В полтора года произошло неприятное событие – меня с воспалением легких положили в детскую инфекцию. Тогда не было принято оставлять мать с ребенком, и я осталась в больнице одна. Мама приходила каждый день, приносила игрушки, но ей не разрешали видеться со мной. Что произошло, до конца неизвестно, но через несколько дней маму попросили забрать меня домой, потому что медицинский персонал не смог со мной справиться. Родители пришли меня забирать и ужаснулись. Им вывели ребенка, который ни на что не реагировал, не отзывался на свое имя, не разговаривал и безвольно позволял себя одеть. В конце концов, что-то в маминых повторяющихся словах: "Оля, Оленька", – пробудило во мне узнавание, и я повисла на ее шее и не отпускала до самого дома. Несколько раз отец пытался взять меня у мамы, все-таки идти было далеко, порядка двух километров, а ребенок в зимней одежде весит немало, но я вцепилась накрепко. Еле оторвали меня от мамы только дома. В общем, на несколько дней я там полностью аутизировалась и отгородилась от мира. Поскольку курс лечения до конца не прошел, то я так и числилась в больнице, а маме пришлось сидеть со мной за свой счет. К счастью, следующий больничный опыт с госпитализацией был уже в 17 лет, когда я вполне осознавала и понимала все происходящее…

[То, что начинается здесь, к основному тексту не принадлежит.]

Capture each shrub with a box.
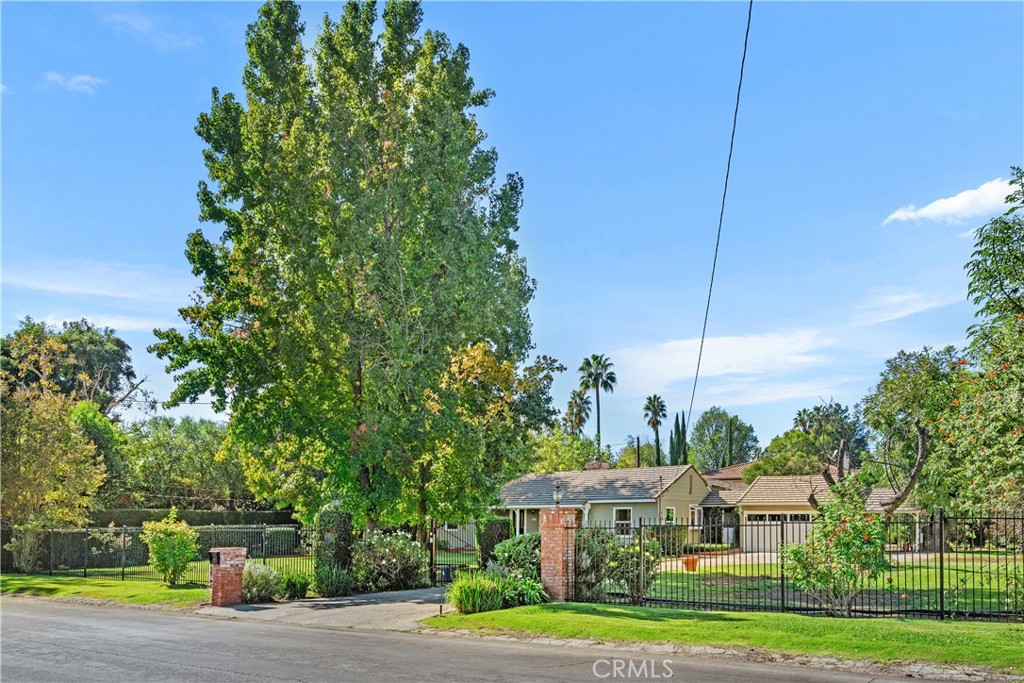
[476,517,512,566]
[352,530,428,593]
[281,571,312,600]
[573,528,618,602]
[610,533,662,605]
[495,533,541,579]
[447,571,506,614]
[313,505,355,569]
[242,562,281,603]
[782,484,890,616]
[312,564,355,598]
[141,508,199,586]
[498,573,549,607]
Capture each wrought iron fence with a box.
[565,513,1024,621]
[0,522,479,586]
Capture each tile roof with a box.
[738,474,833,505]
[501,465,692,508]
[700,488,746,508]
[703,461,757,479]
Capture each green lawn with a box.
[0,573,210,608]
[424,603,1024,674]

Вскоре после этого появилась новая проблема – непроизвольное мочеиспускание как ночью, так и днем. Когда исключили инфекцию, отправили к психиатру. Она назначила для начала травки и решила, что в карту пока ничего не вписывать, чтобы не испортить мне жизнь в будущем. Все-таки во времена советской психиатрии одна запись могла поставить крест и на учебе, и на всем остальном. С дневным мочеиспусканием удалось справиться довольно быстро, а вот энурез мучил меня еще периодически лет до двенадцати. Задним числом можно отследить, что часто он был на фоне тревожных или возбуждающих событий предыдущего дня.

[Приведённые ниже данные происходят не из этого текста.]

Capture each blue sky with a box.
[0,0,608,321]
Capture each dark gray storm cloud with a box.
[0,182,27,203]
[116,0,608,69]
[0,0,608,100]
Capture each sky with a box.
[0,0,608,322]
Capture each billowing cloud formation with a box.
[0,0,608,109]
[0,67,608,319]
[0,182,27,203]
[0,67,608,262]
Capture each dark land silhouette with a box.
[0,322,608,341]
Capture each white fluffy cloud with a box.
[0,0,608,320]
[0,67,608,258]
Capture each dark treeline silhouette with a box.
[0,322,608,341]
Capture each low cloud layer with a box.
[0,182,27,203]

В возрасте двух-трех лет я была очень послушным ребенком – меня можно было оставить возле лавочки со старушками и быть уверенной, что я никуда не уйду, даже в песочницу, расположенную в двух метрах. Мама смеялась, что я не поддавалась на уговоры старушек пойти поиграть и отвечала: "Мама сказала стоять здесь". Да и старше я была довольно послушна. Например, если мне говорили, что эта книга не для твоего возраста, или что-то в таком духе, я верила, и даже в голову не приходило пойти наперекор или проверить, правду ли сказали. То же было и с косметикой. В детстве я усвоила, что мне рано ей пользоваться, а вот когда наступил тот момент, что уже можно, я пропустила. Так ей и по сей день не пользуюсь, к тому же не нравится.